Abstract:Learning from noisy labels is a challenge that arises in many real-world applications where training data can contain incorrect or corrupted labels. When fine-tuning language models with noisy labels, models can easily overfit the label noise, leading to decreased performance. Most existing methods for learning from noisy labels use static input features for denoising, but these methods are limited by the information they can provide on true label distributions and can result in biased or incorrect predictions. In this work, we propose the Dynamics-Enhanced Generative Model (DyGen), which uses dynamic patterns in the embedding space during the fine-tuning process of language models to improve noisy label predictions. DyGen uses the variational auto-encoding framework to infer the posterior distributions of true labels from noisy labels and training dynamics. Additionally, a co-regularization mechanism is used to minimize the impact of potentially noisy labels and priors. DyGen demonstrates an average accuracy improvement of 3.10% on two synthetic noise datasets and 1.48% on three real-world noise datasets compared to the previous state-of-the-art. Extensive experiments and analyses show the effectiveness of each component in DyGen. Our code is available for reproducibility on GitHub.

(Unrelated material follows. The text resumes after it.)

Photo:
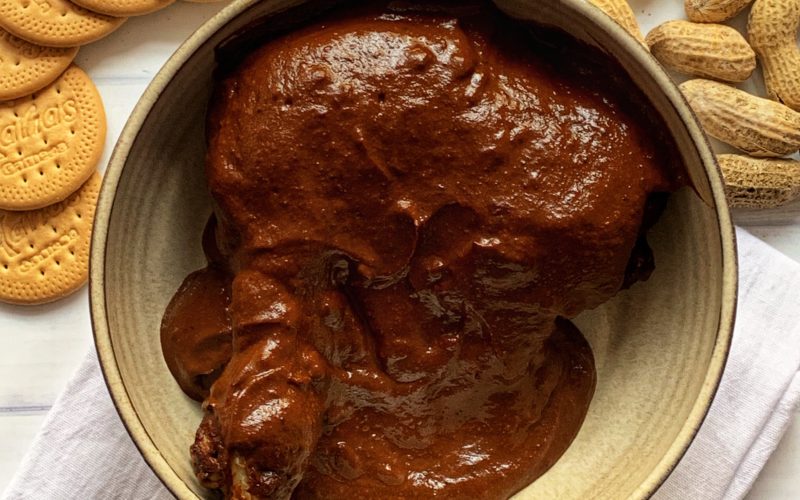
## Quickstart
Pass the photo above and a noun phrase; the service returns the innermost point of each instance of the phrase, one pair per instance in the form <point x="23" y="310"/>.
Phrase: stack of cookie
<point x="52" y="134"/>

What problem does this paper attempt to address?
### Problems the paper attempts to solve
This paper aims to solve the problem that pre - trained language models (PLMs) are prone to over - fitting noisy labels when trained with data having noisy labels. Specifically, when fine - tuning a language model with noisy labels, the model may over - adapt to these incorrect labels, resulting in a decline in performance. Existing methods usually rely on static input features for denoising, but these methods provide limited information about the true label distribution and may lead to bias or incorrect predictions.
### Solutions
To solve the above problems, the authors propose a method based on the Dynamic Augmented Generation Model (DyGen). DyGen utilizes the dynamic patterns in the embedding space during the fine - tuning process to improve the prediction of noisy labels. Specifically, DyGen uses the variational auto - encoder framework to infer the posterior distribution of the true labels from the noisy labels and training dynamics, and minimizes the influence of potential noisy labels and priors through a co - regularization mechanism.
### Main contributions
1. **Discovering dynamic training patterns**: The authors find that during the fine - tuning process of pre - trained language models, the dynamic behaviors of noisy samples and clean samples in the embedding space are different. Using this finding, a denoising fine - tuning method is proposed.
2. **Designing a generation model**: The model is modeled by reconstructing the noisy label ˆ𝑦, while using the training dynamic w to infer the posterior distribution of the true label 𝑦.
3. **Co - regularization mechanism**: The generation models of multiple branches are mutually regularized to improve the robustness of inferring the true label.
4. **Experimental verification**: Extensive experiments have been carried out on a variety of synthetic and real - world noisy data sets, and the results show that DyGen outperforms the existing state - of - the - art methods, especially performing well under extreme noise ratios.
### Formula summary
- **Joint distribution decomposition**:
\[
p(y, \hat{y} | w) = p(y | w) p(\hat{y} | y, w)
\]
- **Generating process**:
\[
y \sim \text{Dirichlet}(\alpha_w), \quad \hat{y} \sim \text{Multi}(\pi_w, y)
\]
- **Variational lower bound (ELBO)**:
\[
\text{ELBO} = \sum_{k = 1}^c \left( \hat{y}_k \log \hat{y}_k^*+ (1 - \hat{y}_k) \log (1 - \hat{y}_k^*) \right)- \log \Gamma(\alpha_k^x)+ \log \Gamma(\hat{\alpha}^x, \hat{y})- (\hat{\alpha}_k^x, \hat{y} - \alpha_k^x) \psi(\hat{\alpha}_k^x, \hat{y})
\]
- **Posterior distribution**:
\[
H = q_\phi(y | \hat{y}, w)=\frac{\hat{\alpha}_{y, \hat{y}} - 1}{\sum_{y = 1}^c \hat{\alpha}_{y, \hat{y}} - c}
\]
- **Final prediction**:
\[
p(y | x)\propto\sum_{k = 1}^c q_\phi(y | \hat{y} = k, w) p(\hat{y} = k | x)
\]
### Conclusion
DyGen effectively solves the over - fitting problem of pre - trained language models on noisy - label data by using training dynamic patterns and generation models, and improves the performance and robustness of the model under various noise conditions.